In fact, one of the chief impressions created by the reading of this book is of the way in which the simple, fundamental messages of the gospel can be discerned directly or impliedly in all the sayings of Jesus. For this reason the value of the book will be extended beyond the brethren and sisters to all thoughtful searchers after the truth of God’s word who have the patience to look for the real message behind the use of figures of speech.

Equally with the doctrinal import of the parables bro. Carter drives the moral lessons home. The short exposition of the parable of the Hidden Treasure will cause most honest readers to stop and wonder just how far their lives are devoted whole-heartedly and joyfully to their discipleship, and how far perhaps there may still be a hankering after other treasures than “the knowledge of the glory of God”. The parable of the Mote and the Beam is used to draw attention to the dangers of hypocrisy, of acting a part, to which, bro. Carter adds, “the religious life is peculiarly liable”. And in connection with the parable of the Unjust Steward the question is asked, “Are we today in no danger of copying the unjust steward by lowering the demands the Lord has made—in commercial dealings, in moral life, in the stewardship of God’s grace?” Sentiments such as these will repay thought by each of us.

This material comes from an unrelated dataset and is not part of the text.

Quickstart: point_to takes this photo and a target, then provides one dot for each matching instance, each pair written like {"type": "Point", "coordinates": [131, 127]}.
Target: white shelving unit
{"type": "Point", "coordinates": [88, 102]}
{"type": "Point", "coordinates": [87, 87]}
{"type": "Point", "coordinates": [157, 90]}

The setting of the parables in the scenes of everyday life is vividly brought out. Christ’s sayings about salt, which are the first to be considered are enlivened by the reminder that “the fishermen among Christ’s hearers knew how quickly their harvest of the sea corrupted unless taken to the pickling vats of Bethsaida”. The parable of the Tares is likewise elucidated by a reference to farming custom in Palestine. Similarly the Old Testament background of many of the parables is not overlooked: the parable of the Bridegroom takes us back to the beautiful figure in which Isaiah presents Israel as betrothed to the Lord her maker; the Parable of the Wineskins to the vineyard of the Lord; and even the parable of the Sower finds an echo in the words of Hosea. Many of the parables were spoken against the Pharisees. Simon was made to see himself as he really was by being compelled to answer the simple question postulated by Jesus in the parable of the Two Debtors. This aspect receives, too, proper consideration.

Here, then, is a book which will repay reading and meditation by all. It is easy to read, and for those who have only the time or inclination to read a very little at one session the study of the exposition of one parable each day (80 sayings are dealt with in just over 250 pages, and the longest does not occupy more than eight pages) would be well worth while. And having read, let us all lay to heart the lessons of those sayings, and try to apply them with understanding and discernment to the issues of our daily lives.